Play by Peter Brook and Jean-Claude Carrière 
Peter Brook and Jean-Claude Carrière's play, La Conférence des oiseaux,  was staged in 1979 and performed it various countries. In 2012, an adapted version was performed by the Folger theatre.

Dance by ANIKAYA Dance Theater 
In the Spring of 2018, with support from a Building Bridges grant from the Doris Duke Foundation for Islamic Art, a Live Arts Boston grant from The Boston Foundation, an In the Lab grant from Theater Communications Group, a Jacob’s Pillow Choreographers’ Residency, and commissioned by the Boston Center for the Arts  ANIKAYA Dance Theater premiered The Conference of the Birds.
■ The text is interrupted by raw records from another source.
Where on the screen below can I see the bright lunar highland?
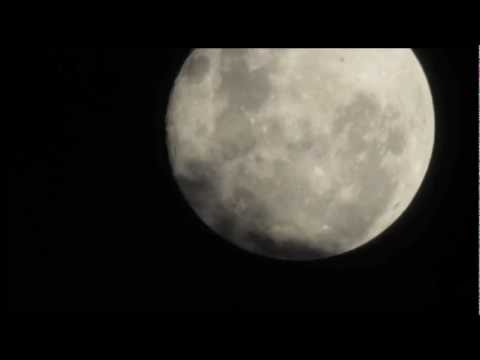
[166,49,435,260]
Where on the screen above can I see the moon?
[166,49,435,260]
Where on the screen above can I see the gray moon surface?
[166,49,435,260]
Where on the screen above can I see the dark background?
[7,47,478,314]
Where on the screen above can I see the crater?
[218,49,272,112]
[214,109,256,160]
[184,54,210,82]
[332,92,380,135]
[385,127,407,155]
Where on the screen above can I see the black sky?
[7,47,478,313]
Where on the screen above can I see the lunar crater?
[167,49,434,260]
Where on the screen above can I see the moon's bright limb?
[167,49,434,260]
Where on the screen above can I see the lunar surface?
[167,49,434,260]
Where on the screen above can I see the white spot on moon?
[167,49,434,260]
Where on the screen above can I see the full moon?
[166,49,435,260]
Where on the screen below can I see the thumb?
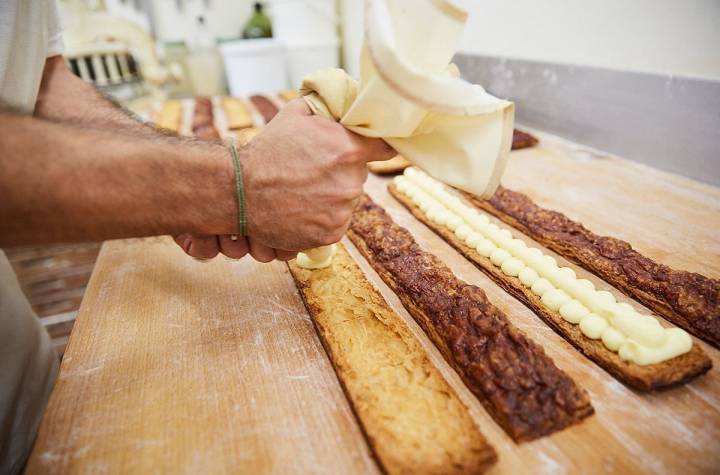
[282,97,313,115]
[358,136,398,162]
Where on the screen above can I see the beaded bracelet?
[228,142,247,236]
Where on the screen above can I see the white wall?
[460,0,720,78]
[150,0,253,42]
[342,0,720,78]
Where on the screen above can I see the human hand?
[240,99,396,251]
[175,234,297,262]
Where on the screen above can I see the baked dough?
[368,155,412,175]
[348,195,593,442]
[289,245,497,474]
[394,168,692,366]
[388,171,712,391]
[153,100,183,132]
[465,187,720,348]
[222,97,253,130]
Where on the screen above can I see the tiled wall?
[455,54,720,186]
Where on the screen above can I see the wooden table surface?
[28,135,720,474]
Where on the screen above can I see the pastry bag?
[300,0,514,263]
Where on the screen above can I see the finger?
[275,249,297,262]
[248,238,275,262]
[173,234,192,254]
[218,235,250,259]
[187,236,220,259]
[282,97,313,115]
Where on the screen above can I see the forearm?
[0,112,237,247]
[35,56,163,137]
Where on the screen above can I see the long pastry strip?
[192,96,220,140]
[221,97,253,130]
[250,96,278,124]
[388,171,712,391]
[153,100,182,132]
[466,187,720,348]
[348,195,593,441]
[289,245,497,474]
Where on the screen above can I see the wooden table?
[28,135,720,474]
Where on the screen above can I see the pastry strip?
[388,183,712,391]
[250,96,279,124]
[348,195,593,441]
[288,244,497,474]
[221,97,253,130]
[465,187,720,348]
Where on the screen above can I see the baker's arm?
[35,56,163,137]
[0,111,237,247]
[0,100,393,251]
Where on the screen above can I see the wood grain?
[29,128,720,474]
[27,238,377,473]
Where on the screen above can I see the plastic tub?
[220,38,288,96]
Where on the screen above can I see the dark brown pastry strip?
[250,96,278,124]
[348,195,593,441]
[388,184,712,391]
[465,187,720,348]
[512,129,538,150]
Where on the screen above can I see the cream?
[395,167,692,365]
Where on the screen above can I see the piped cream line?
[395,167,692,365]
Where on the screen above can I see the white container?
[220,38,288,96]
[269,0,337,44]
[285,39,340,89]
Conference of the Birds is an evening-length movement theater work inspired by the epic poem of Farid Ud din Attar, and embodying stories gathered from modern-day refugees and other migrants. The dance was based on the new and modern translation of the work by poet and playwright Sholeh Wolpé, published by W. W. Norton & Co. The piece by directed and Choreographed by Wendy Jehlan. The music was composed by Shah Andalibi. The dancers were drawn from many countries around the world.

Dance theatre by Hafiz Karmali 

Hafiz Karmali, Brandeis Theater Company’s guest director of “The Conference of the Birds,” was in production at the Laurie Theater through November 2014. For all of its cultural, spiritual and religious symbolism, the performance also aims to be fun, Karmali says. “It’s written in a way that’s very lively and humorous, and we haven’t shied away from that,” he says. “This isn’t a church event, it’s fast paced dance theatre.” The production is a collaboration of the Department of Theater Arts, the Peacebuilding and the Arts Program and MusicUnitesUS. Cynthia Cohen, director of the Peacebuilding and the Arts Program, learned of Karmali's work through the Acting Together Project, which focuses on using performance art to build peace.